Recent advances have also focused on improving the interpretability of quality assessment methods. New IQA strategies incorporating saliency maps [25] help highlight quality-degrading regions. Hybrid frameworks combining subjective and objective evaluation have shown promise, as demonstrated by tools that integrate expert surveys with standard metrics to identify degraded medical images [26].

A general methodological framework has begun to emerge for developing domain-specific no-reference IQA metrics in medical imaging.
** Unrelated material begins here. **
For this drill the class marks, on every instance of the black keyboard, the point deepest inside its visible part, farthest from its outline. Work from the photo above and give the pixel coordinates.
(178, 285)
This pipeline typically involves: (1) collecting domain-specific images, (2) classifying them by quality level through either expert annotation or analytical methods, (3) training specialized neural networks on these examples, and (4) validating the resulting metrics against clinical standards. This framework is adaptable across medical specialties while maintaining the essential focus on clinical relevance.

1.2. Proposed Approach and Main Contributions

Our research focuses on digital dermatology, where the increasing diversity of image acquisition devices (from professional dermoscopes to smartphone adapters) creates the need for robust quality assessment methods. The heterogeneity in image capture technology necessitates reliable quality control mechanisms that can:

Optimize image acquisition protocols
Provide immediate feedback to clinicians
Filter suitable images for AI model training or inference
Ensure consistency across different imaging devices and settings

For optical imaging modalities like dermoscopy, image quality degradation follows predictable patterns that can be objectively characterized. When an image exhibits blur, compression artifacts, or noise, its diagnostic quality is inherently reduced compared to its original counterpart. We leverage this relationship to develop DermaIQA, a no-reference quality assessment network that evaluates dermoscopic images without extensive expert supervision. The main contributions of our work are:

We propose a novel data preparation methodology combining controlled synthetic degradation with objective quality scoring to create a comprehensive assessment system that aligns with clinical perception while capturing critical diagnostic patterns.
We introduce a new training framework using a continuous ranking system that significantly reduces the need for expert annotations.
Our metric achieves 92% accuracy in distinguishing between high- and low-quality dermoscopic images as classified by expert dermatologists, showing strong alignment with clinical quality perception.
We provide a transferable framework that can be extended to other medical imaging modalities, offering a blueprint for developing domain-specific quality metrics with limited annotation resources.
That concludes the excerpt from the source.